Quoi qu’il en soit, ce billet est pour vous parlez de cette fameuse transition. Le principe est fort simple, on augmente tranquillement la dose du nouveau médicament, ensuite on réduit tranquillement l’ancien. Arrêté un antipsychotique d’un coup est, semble-t’il. une très mauvaise idée. Résultat, nous avons tranquillement le double de la dose de médicaments dans le corps. Les médecins vous préviennent que la transition peut être difficile, dépendamment des médicaments impliqués. En fait, ils disent plutôt que la transition sera fort probablement difficile. Résultat, je m’attendais à quelque chose de difficile… mais pas à ce point.  Premier symptôme: migraine répétitive. Tout ceux qui on vécu une migraine savent à quel point c’est pénible. J’en avais en moyenne une par semaine. La majorité du temps, c’était durant mes heures de travail. Résultat, mon employeur à commencé à enquêté sur ma condition. Heureusement, ses efforts on rapidement été court-circuité et j’en suis très heureux. Je ne tiens pas à ce qu’il l’apprennent, du moins, pas sans mon accord. Heureusement, ces migraines durait en moyenne une demi-journée, mais cela arrivait que c’était la journée entière.

 

Deuxième effet secondaire: La disparition des Félix. Au départ, il disparaissaient pour quelques secondes, puis quelques minutes, puis quelques heures et un moment donné, ils ont tout simplement disparus. Cela a durer trois semaines. Seul le premier apparaissait parfois, en écho, comme pour me signifier qu’ils était toujours là. Trois semaine ou je me suis senti seul, trois semaine ou je trouvait que le monde clochait, trois semaines tristes. Puis le premier est revenu, mais en mode « juke-box ». Il n’avait plus ses émotions, ses petites touches personnels dans ses chansons. Puis ce fût le retour du cinquième (Ô joie), toujours aussi grognon, toujours aussi impuissant. Le quatrième et le deuxième ont suivi peu de temps après, dans cet ordre.
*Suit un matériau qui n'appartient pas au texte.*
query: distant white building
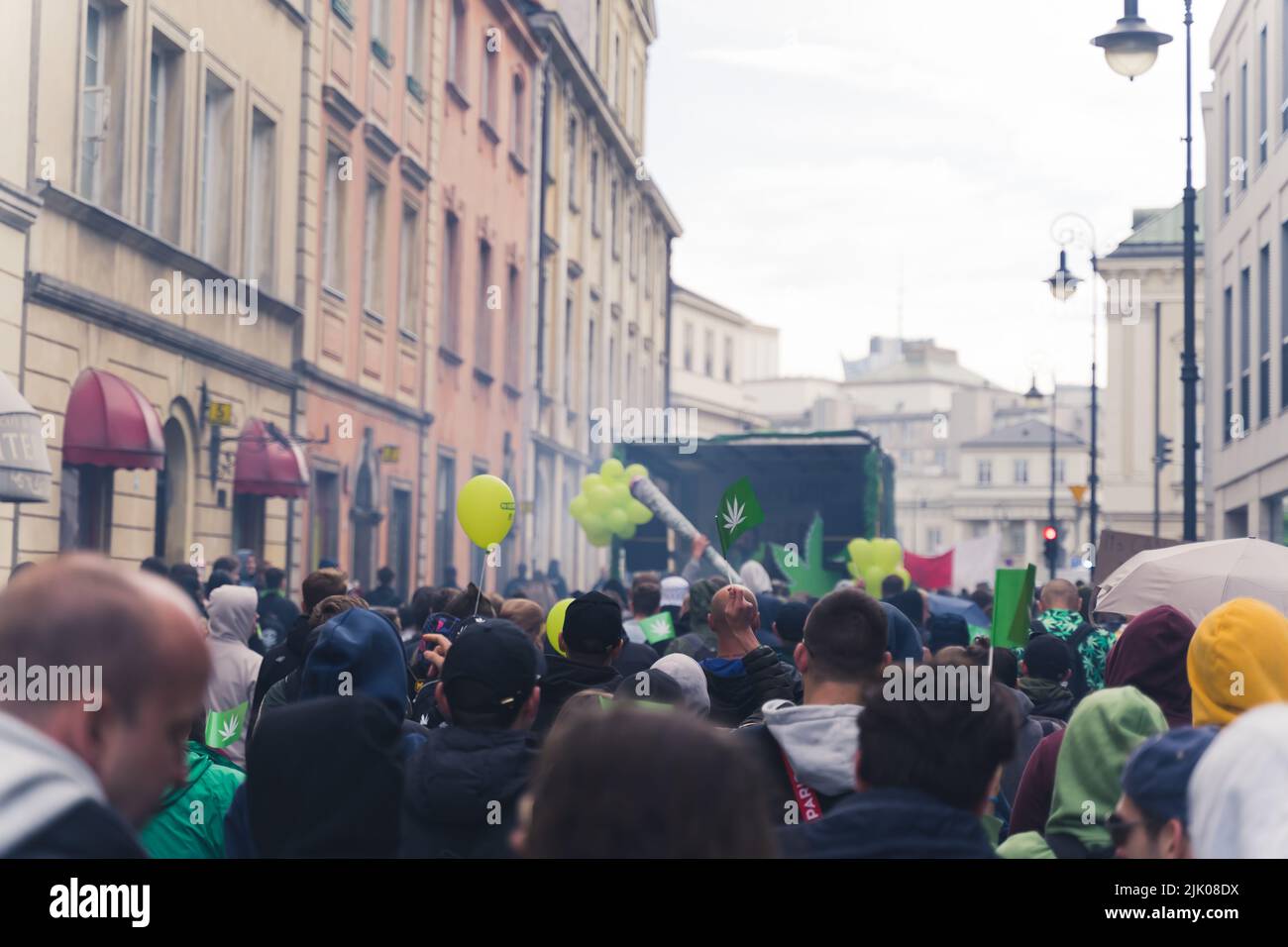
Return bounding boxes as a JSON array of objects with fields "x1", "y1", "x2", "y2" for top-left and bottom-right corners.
[{"x1": 670, "y1": 286, "x2": 778, "y2": 437}]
Au même instant, le premier commença à reprendre du poil de la bête en me faisant une touchante interprétation de « We’ll always love you » de Whitney Houston. Seul hic, c’est qu’il est pas capable de la chanté correctement. Ce fût donc sur une chansons faussé que nous nous retrouvions tous… sauf le troisième. J’ai attendu. J’ai questionné, savoir si ils savaient ce qui c’était passé, si ils se souvenaient où ils étaient partis. Aucun souvenir de leur part. C’est comme si ils étaient jamais partis selon eux.

 

L’inquiétude commença à s’installer. Et si il ne revenait jamais? Qui ferait des blagues lugubre pour nous remonter le morale et tout simplement nous faire oublié nos tracas. Car il faut se l’avouer, une blague de bébé mort dans un moment ou tu es sur le point de fondre en larmes, ça te casse le « mood » assez vite. Et puis il est revenu. Durant une journée, puis il a disparu. Il était… différent. Il est conscient de ce qui c’est passé durant leur disparition et ça ne semblait pas jolie du tout. Il avait perdu sa bonne humeur naturelle. Bien sûr, il essaya de la simuler, mais lorsque tu connais quelqu’un aussi bien que nous nous connaissons… ça se voit immédiatement. J’ai eu peur. Peur qu’il soit changé à jamais. Peur qu’il soit prisonnier de ce lieux qui l’a transformé. Bien il revint pour de bon… toujours traumatisé. Cela lui pris du temps avant de prendre le dessus, la prise d’antidépresseur fût même envisagé car cela commença à affecté mon moral aussi. Mais avant, un dernier assaut contre sa dépression. Je l’ai dorloté, voir gaver de ce qui lui plaisait. J’ai tout fait pour lui changer les idées, oublié ce moment difficile… et ça à fonctionné. Bien qu’il ne veux toujours pas en parlé, il va beaucoup mieux maintenant.

 

Troisième effet secondaire: Basse pression. En gros, cela crée des nausée, des hallucinations et des sentiments de vertige. En plus, cela t’empêche d’aller au gym sous peine de tomber sans connaissance. Ce dernier effet m’a fait beaucoup de « peine », mois qui adore le gym (il faudrait un jour m’expliquer ce qu’il y a de plaisant à courir sur un tapis roulant devant une télé et à côté d’une fenêtre dont le décor ne change pas, mais bon, revenons à notre sujet principale).

 

Quatrième effet secondaire: Le changement d’humeur. Tout ces symptômes font en sorte que j’étais d’un humeur massacrant. Bien sûr, mon entourage était au courant de ma transition, mais pour ma coloque qui me côtoie à tout les jours… disons qu’elle avait hâte que la transition se termine. Ça, plus le fait de devenir amorphe, de n’avoir le goût de rien faire. Mais bon, c’est terminer maintenant et tout le monde est heureux.

 

Cinquième effet secondaire: Cet effet secondaire est étrange, peu pratique (à moins d’être boulimique) et persistant dans le sens qu’il est toujours présent. On associe cet effet au nouveau médicament malgré le fait que ce n’est pas un effet répertorié. Pour ceux qui veulent en savoir plus sur ce symptômes, je leur dirai que cela me donne le goût de tousser et laisserai le reste à votre imagination. Le bon côté à ce symptôme est qu’il me force à contrôler mes portions. Yeah!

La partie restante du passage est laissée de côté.